Em 1982, Corden e Neary, ao fazerem uma análise comparativa do fenômeno do booming

sector do gás natural nos Países Baixos com eventos similares em outros países, tais como a Austrália,

com o boom dos minérios e o petróleo no Reino Unido e em alguns países integrantes da OPEP, concluíram que havia um padrão que aproximava todas essas experiências de crescimento econômico. Ou seja, o boom das commodities (petróleo, minérios, gás natural, etc..) geravam pressões negativas na atividade industrial e a esse fenômeno denominaram Doença Holandesa.

Para compreender esse processo, definimo-la conforme Bresser-Pereira (2008); isto é, uma falha de mercado originada de abundância de recursos naturais baratos capazes de valorizar as moedas de um país e tornar não-rentável as produções de mercadorias mais complexas. Estas, por sua vez, são definidas por GALA (2017), como mercadorias não ubíquas e com elevado grau de conectividade econômica no que tange a produção de outros bens, serviços de alto nível e maior nível de emprego, costumeiramente, bens industrializados ou de capital.

Em suma, a Doença Holandesa é uma falha de mercado pois os recursos naturais abundantes do bomming sector são capazes de apreciar a taxa de câmbio, tendo em vista, que os custos baixos de produção dessas commodities possibilitam a competitividade internacional. Ou seja, em um modelo Ricardiano, seus custos e preços correspondentes são inferiores aos prevalecentes no mercado internacional, que são determinados por produtores marginalmente menos eficientes (BRESSER-PEREIRA, 2008). A elevação da taxa de câmbio, desta forma, torna não rentável a produção de bens industrializados ao mercado internacional, ao passo que os produtores industriais poderão, também, optar por produzir commodities, que são marginalmente mais competitivas.
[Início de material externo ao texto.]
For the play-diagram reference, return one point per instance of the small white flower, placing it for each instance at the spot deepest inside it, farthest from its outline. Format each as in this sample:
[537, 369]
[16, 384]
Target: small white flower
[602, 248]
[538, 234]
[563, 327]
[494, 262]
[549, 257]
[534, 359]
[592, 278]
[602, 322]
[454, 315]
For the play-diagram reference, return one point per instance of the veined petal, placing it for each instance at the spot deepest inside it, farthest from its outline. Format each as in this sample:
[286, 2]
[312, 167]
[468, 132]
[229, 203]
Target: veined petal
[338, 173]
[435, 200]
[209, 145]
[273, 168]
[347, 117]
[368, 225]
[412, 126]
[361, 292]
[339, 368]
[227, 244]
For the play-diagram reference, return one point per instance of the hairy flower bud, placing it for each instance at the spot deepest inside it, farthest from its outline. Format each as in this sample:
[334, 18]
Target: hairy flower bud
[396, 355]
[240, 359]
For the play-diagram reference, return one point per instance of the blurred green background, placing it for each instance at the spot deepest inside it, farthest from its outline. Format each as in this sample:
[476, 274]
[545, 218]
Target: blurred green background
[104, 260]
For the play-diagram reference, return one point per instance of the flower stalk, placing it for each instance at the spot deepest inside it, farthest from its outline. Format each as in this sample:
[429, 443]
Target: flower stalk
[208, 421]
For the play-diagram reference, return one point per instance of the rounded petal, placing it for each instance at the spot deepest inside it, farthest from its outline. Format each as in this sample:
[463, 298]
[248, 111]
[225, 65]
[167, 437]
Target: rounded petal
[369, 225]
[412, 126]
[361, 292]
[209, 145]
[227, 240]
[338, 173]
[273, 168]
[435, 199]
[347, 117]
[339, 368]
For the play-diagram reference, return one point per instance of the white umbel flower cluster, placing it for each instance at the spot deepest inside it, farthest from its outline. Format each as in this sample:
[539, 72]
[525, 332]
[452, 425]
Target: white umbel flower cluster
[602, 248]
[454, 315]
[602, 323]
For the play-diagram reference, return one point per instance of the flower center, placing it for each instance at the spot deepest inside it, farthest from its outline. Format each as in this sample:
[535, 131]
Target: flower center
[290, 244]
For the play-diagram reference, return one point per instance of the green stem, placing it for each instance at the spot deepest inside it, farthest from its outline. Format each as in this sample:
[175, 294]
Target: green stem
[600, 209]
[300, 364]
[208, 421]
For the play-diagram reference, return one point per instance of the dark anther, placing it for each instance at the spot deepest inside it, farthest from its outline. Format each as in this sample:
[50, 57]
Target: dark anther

A apreciação cambial via Doença Holandesa, segundo Corden e Neary (1982) é concretizada a partir da exportação excedente da commodity do booming sector. Contudo, para Bresser-Pereira (2008), por ser uma falha de mercado, a apreciação pode continuar independentemente da redução dos custos do booming sector, o que muda é que há uma constante tentativa de ampliar a produtividade em commodities e manter a taxa de câmbio apreciada, gerando assim, maiores ganhos ao setor de mercadorias primárias do que à indústria produtora de bens de consumo duráveis e capital. Na verdade, como constatado pela literatura, a Doença Holandesa cria duas taxas de câmbio de equilíbrio. Uma para o setor de commodities e outra para o setor de bens comercializáveis. A primeira se estabelece com o equilíbrio das contas correntes do país e a segunda à produção industrial. Como os equilíbrios são divergentes e a produção interna volta-se para as commodities, o equilíbrio costuma girar em torno do booming sector. Como este equilibro é superior ao do setor industrial, o novo equilíbrio torna-se prejudicial à indústria nacional.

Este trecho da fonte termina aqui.